El hambre en el mundo no es solo una cuestión de producción agrícola o conflictos bélicos. La edición 2026 del informe 'El estado de la seguridad alimentaria y la nutrición en el mundo' (SOFI), elaborado por la FAO, el FIDA, UNICEF, el PMA y la OMS, apunta directamente a la distribución como el principal factor que encarece los alimentos. Según el documento, entre el 70% y el 75% del coste final de una dieta saludable se genera después de que el producto abandona el terreno de cultivo.
El presidente del FIDA, Álvaro Lario, advirtió: “El SOFI nos dice que el coste de una dieta saludable sigue aumentando y que casi 2.700 millones de personas no pueden permitírsela. Las cadenas de valor resilientes deben ser una parte central de la respuesta”. Por su parte, el economista jefe de la FAO, Máximo Torero, señaló la necesidad de “mejores instalaciones de almacenamiento, mejor logística y sistemas de refrigeración” para reducir los cuellos de botella que encarecen los alimentos.
El director general de la FAO, Qu Dongyu, subrayó que “el informe muestra que el progreso es posible, pero debemos ir más rápido. Acabar con el hambre y hacer que las dietas saludables sean asequibles requiere compromiso político, inversión sostenida y políticas habilitadoras”.
América Latina, la dieta más cara
América Latina y el Caribe registran la dieta saludable más cara del planeta: un promedio de 4,91 dólares al día en 2025, frente a la media mundial de 4,28 dólares. En el Caribe el coste asciende a 6,04 dólares. Estos precios impidieron que el 25,7% de la población regional (172 millones de personas) pudiera permitirse una alimentación equilibrada. La paradoja, según la ONU, es que América Latina es una de las mayores potencias agrícolas y exportadoras del mundo. Máximo Torero atribuyó el alto coste a “modelos productivos volcados en la exportación, que descuidan la logística para la distribución y diversidad alimentaria dentro de los propios países”.

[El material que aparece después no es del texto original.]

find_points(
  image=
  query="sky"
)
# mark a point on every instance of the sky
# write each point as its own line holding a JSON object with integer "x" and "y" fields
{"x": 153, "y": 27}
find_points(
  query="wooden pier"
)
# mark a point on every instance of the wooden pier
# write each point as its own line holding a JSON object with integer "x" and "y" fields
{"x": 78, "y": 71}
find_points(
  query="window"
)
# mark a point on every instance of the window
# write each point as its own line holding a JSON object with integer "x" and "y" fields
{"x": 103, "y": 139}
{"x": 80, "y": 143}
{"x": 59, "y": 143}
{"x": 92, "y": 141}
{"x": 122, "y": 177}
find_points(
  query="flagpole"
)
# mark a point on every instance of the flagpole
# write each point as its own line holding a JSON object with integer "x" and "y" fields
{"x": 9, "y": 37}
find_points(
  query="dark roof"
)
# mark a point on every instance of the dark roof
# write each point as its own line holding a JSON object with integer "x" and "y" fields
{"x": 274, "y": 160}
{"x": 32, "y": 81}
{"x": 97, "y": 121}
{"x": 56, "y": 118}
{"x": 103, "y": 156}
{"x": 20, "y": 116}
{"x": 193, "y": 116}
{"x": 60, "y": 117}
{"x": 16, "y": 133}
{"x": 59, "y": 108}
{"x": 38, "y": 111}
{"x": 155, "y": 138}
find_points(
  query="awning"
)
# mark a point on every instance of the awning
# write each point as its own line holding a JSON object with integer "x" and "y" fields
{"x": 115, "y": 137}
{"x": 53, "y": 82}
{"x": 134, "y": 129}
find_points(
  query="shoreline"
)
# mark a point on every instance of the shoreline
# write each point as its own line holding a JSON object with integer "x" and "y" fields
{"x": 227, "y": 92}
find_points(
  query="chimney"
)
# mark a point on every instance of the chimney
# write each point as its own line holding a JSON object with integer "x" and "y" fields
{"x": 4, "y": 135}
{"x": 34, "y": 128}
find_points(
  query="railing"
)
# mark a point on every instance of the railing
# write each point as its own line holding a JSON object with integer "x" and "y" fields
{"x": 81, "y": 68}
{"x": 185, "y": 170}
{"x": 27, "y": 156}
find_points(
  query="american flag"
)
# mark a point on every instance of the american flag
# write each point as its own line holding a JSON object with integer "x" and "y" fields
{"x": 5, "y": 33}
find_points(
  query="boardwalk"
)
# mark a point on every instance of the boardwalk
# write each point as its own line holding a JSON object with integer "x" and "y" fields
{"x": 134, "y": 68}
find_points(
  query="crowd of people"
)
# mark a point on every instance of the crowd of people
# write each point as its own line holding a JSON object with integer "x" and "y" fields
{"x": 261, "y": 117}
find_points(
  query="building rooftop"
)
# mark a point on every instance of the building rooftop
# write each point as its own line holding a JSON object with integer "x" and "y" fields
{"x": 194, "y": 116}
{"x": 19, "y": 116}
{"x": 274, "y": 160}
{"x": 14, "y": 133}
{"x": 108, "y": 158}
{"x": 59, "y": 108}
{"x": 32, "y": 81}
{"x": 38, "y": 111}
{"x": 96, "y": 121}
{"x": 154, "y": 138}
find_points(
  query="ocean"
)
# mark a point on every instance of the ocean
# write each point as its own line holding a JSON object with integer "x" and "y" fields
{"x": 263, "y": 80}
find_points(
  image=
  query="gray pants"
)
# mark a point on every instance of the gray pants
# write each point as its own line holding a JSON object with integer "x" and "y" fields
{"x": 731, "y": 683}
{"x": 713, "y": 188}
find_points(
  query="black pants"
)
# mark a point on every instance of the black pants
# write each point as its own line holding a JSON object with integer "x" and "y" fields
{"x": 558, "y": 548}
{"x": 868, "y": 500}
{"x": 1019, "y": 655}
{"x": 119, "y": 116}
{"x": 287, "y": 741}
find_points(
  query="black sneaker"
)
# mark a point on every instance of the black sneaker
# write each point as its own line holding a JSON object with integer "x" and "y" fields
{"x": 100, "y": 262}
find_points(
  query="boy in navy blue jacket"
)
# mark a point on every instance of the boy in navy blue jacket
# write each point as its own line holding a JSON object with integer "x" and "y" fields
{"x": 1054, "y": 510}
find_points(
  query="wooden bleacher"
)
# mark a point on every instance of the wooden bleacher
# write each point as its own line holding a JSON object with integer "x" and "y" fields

Consumo local, ahorro global
El informe también apuesta por orientar el consumo hacia productos locales y tradicionales. Según las estimaciones de la FAO, esta estrategia permitiría un ahorro global del 34% en el coste de una dieta sana. En África, donde 309 millones de personas sufren hambre, Torero destacó que la adopción de cultivos autóctonos supondría “un ahorro de hasta el 80%”.
Finalmente, el SOFI 2026 desmiente la idea de que la vida rural garantiza comida fresca barata: los alimentos perecederos llegan a costar “más del doble en las zonas rurales aisladas que en los grandes centros urbanos”, debido a fallos estructurales de transporte y distribución.